The key starting point with a new role is to set a salary range based on your current team members. In this way you ensure new hires are not paid dramatically differently from their peers, and that their expectations are in line with what you can offer. Then you can work with the candidate to negotiate compensation that is fair to them, based on their experience and qualifications, and your existing team.
For existing positions, as we said earlier, at a minimum you should publish your salary ranges for each job/job group (and work within them.) The ranges can be significant. But you must document each level with competency and experience expectations that are fair and defensible. This also gives you an outstanding tool off of which to base performance conversations. So, no gender pay, or any other kind of, disparity.
Actively & Consistently Review Compensation
This is NOT set it and forget it. If that's your strategy, get ready for rising turnover and declining return. Compensation reviews are not a sub-task of your Performance Review cycle. Do not draw that kind of attention to this process. It will reinforce negativity around your two most challenging people processes and exacerbate bad gender pay perceptions.
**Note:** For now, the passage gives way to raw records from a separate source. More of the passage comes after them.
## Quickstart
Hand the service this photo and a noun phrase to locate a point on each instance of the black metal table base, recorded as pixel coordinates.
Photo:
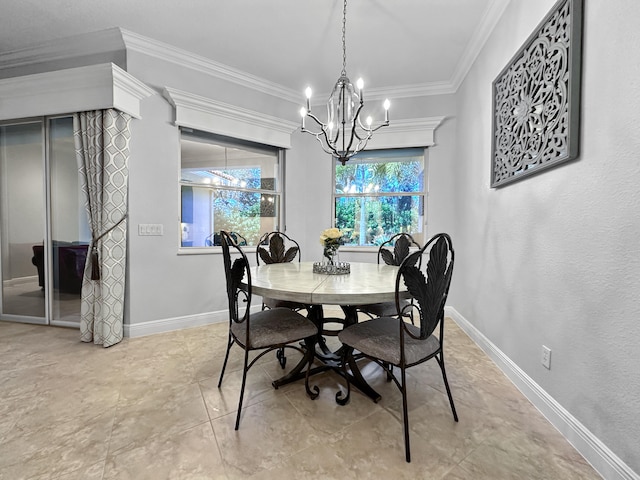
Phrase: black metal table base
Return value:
(330, 360)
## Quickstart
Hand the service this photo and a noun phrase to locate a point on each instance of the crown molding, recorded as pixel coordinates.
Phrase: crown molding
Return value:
(72, 90)
(184, 58)
(476, 43)
(209, 115)
(64, 48)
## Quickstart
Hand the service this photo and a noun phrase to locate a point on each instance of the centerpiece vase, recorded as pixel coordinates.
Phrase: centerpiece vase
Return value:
(331, 254)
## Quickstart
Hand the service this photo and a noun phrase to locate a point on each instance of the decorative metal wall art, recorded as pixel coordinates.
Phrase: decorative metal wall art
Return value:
(536, 99)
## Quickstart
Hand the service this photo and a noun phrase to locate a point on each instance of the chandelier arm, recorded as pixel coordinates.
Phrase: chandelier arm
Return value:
(359, 133)
(355, 120)
(385, 124)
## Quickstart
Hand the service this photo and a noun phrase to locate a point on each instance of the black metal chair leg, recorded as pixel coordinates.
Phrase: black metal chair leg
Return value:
(244, 381)
(340, 398)
(226, 357)
(446, 385)
(281, 357)
(405, 415)
(310, 347)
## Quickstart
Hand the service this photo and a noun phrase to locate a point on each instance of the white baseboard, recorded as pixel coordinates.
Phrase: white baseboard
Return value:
(603, 460)
(176, 323)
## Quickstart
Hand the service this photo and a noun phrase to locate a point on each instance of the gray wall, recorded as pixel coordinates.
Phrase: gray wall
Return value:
(554, 259)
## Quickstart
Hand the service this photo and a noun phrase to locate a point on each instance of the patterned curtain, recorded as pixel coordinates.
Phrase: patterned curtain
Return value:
(102, 150)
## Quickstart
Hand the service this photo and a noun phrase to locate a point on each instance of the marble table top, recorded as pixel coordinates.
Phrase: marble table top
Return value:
(296, 281)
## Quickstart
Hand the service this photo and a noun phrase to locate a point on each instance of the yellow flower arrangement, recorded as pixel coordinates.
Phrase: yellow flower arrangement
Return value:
(331, 239)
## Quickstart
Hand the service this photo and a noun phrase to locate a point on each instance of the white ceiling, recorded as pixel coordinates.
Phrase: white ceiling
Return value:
(293, 43)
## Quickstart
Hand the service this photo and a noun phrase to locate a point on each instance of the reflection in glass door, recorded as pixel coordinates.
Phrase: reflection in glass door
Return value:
(22, 227)
(68, 224)
(43, 229)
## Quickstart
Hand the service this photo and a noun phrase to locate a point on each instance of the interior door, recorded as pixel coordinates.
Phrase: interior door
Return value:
(43, 226)
(22, 222)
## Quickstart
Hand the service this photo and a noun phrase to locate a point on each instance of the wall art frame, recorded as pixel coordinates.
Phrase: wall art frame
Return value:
(536, 99)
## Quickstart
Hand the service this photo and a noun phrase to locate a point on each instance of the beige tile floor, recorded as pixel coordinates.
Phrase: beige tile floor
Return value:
(149, 408)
An effective process will be led by HR and Finance, at least annually, and include team members across the company who can benchmark each role and analyze the following factors:
- Cost of living by location
- Competitive salary ranges by role- by location,across locations, and across competitive industries
There are many free tools available online to help the teams produce regional and competitive data, we suggest you start with the Glassdoor salary calculator or simply Google, before paying for data which is generally discoverable with a good search. With all of this in place, your employees will all have the same annual opportunity to discuss compensation and negotiate a salary increase.
Advocate
If you want to lessen the chance of pay inequality, your next move is to advocate for your team and help them advocate for themselves.
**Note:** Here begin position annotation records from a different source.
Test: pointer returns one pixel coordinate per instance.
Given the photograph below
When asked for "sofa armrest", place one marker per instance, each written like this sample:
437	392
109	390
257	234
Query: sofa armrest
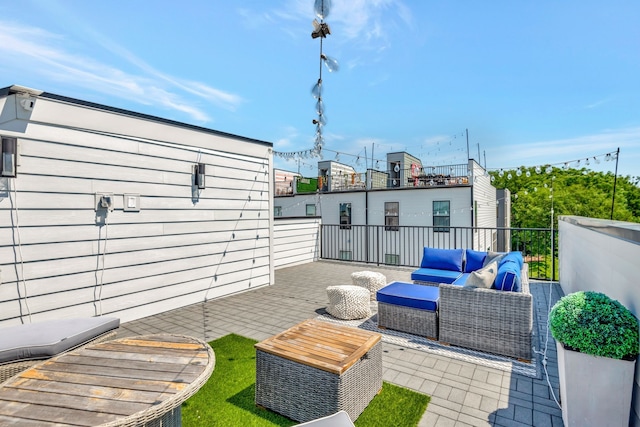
487	319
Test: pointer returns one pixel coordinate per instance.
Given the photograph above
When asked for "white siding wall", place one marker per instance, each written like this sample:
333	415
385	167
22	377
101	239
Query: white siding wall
484	195
180	248
296	241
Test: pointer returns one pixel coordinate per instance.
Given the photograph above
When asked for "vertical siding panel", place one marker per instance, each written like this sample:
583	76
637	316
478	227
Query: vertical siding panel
59	259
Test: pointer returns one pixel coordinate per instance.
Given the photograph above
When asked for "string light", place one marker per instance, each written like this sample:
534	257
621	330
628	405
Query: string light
320	31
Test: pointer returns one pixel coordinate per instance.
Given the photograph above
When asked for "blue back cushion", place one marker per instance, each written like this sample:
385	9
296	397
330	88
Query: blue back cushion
512	257
509	270
474	260
410	295
443	259
435	275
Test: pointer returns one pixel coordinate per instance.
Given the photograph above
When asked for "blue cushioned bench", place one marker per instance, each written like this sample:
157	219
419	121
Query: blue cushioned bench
410	308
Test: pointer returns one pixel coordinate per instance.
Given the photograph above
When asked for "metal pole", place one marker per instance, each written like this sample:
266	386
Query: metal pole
615	179
468	156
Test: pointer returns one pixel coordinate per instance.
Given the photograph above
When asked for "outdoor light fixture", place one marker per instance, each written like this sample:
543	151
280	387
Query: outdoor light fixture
9	160
199	174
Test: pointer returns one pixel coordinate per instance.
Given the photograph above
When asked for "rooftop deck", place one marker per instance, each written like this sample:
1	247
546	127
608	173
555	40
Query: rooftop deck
463	392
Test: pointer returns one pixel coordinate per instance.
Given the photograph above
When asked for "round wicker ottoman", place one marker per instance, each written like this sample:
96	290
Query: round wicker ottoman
348	302
370	280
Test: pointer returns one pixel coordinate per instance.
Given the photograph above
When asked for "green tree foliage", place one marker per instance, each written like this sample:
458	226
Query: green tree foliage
580	192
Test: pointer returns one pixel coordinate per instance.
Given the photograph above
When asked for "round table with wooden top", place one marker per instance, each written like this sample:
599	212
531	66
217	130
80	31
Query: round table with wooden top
136	381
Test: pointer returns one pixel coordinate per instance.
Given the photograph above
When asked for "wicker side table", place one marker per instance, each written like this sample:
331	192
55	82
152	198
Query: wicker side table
316	368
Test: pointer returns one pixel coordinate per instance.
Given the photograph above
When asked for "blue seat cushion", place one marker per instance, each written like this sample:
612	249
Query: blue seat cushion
435	275
410	295
508	277
460	281
474	260
512	257
46	339
442	259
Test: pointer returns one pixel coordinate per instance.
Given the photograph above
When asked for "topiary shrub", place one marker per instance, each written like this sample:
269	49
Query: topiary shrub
593	323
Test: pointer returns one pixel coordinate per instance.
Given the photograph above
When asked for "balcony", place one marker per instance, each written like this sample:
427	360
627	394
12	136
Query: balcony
348	179
464	389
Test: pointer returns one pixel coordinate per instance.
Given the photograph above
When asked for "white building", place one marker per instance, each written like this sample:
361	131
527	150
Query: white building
106	211
407	194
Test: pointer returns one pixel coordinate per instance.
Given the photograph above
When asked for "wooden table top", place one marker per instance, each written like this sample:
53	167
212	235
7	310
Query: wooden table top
113	382
323	345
If you know that a team member is being paid on the low side, encourage them to do salary research. Support them to be armed with the facts to ask for a raise in your next compensation discussion.
This way you are giving them an opportunity. You are also giving women, who do not traditionally negotiate on this topic, an opening to do so. So, you are helping to battle the gender pay gap by helping them educate themselves to get what they deserve.
If you remain transparent, review compensation ongoing, and advocate for your employees you will make huge strides in closing the gender pay gap. Indeed, any diversity pay gap you may be experiencing. To keep the gaps from getting wider, talk to and coach your team members ongoing to ensure they feel valued and treated fairly. Keep in mind that “fair” varies throughout a person’s career, so keep the conversation going. And, as you create that cultural, gender, and age inclusive workplace – always address your team members as individuals by involving them directly in the decisions about them.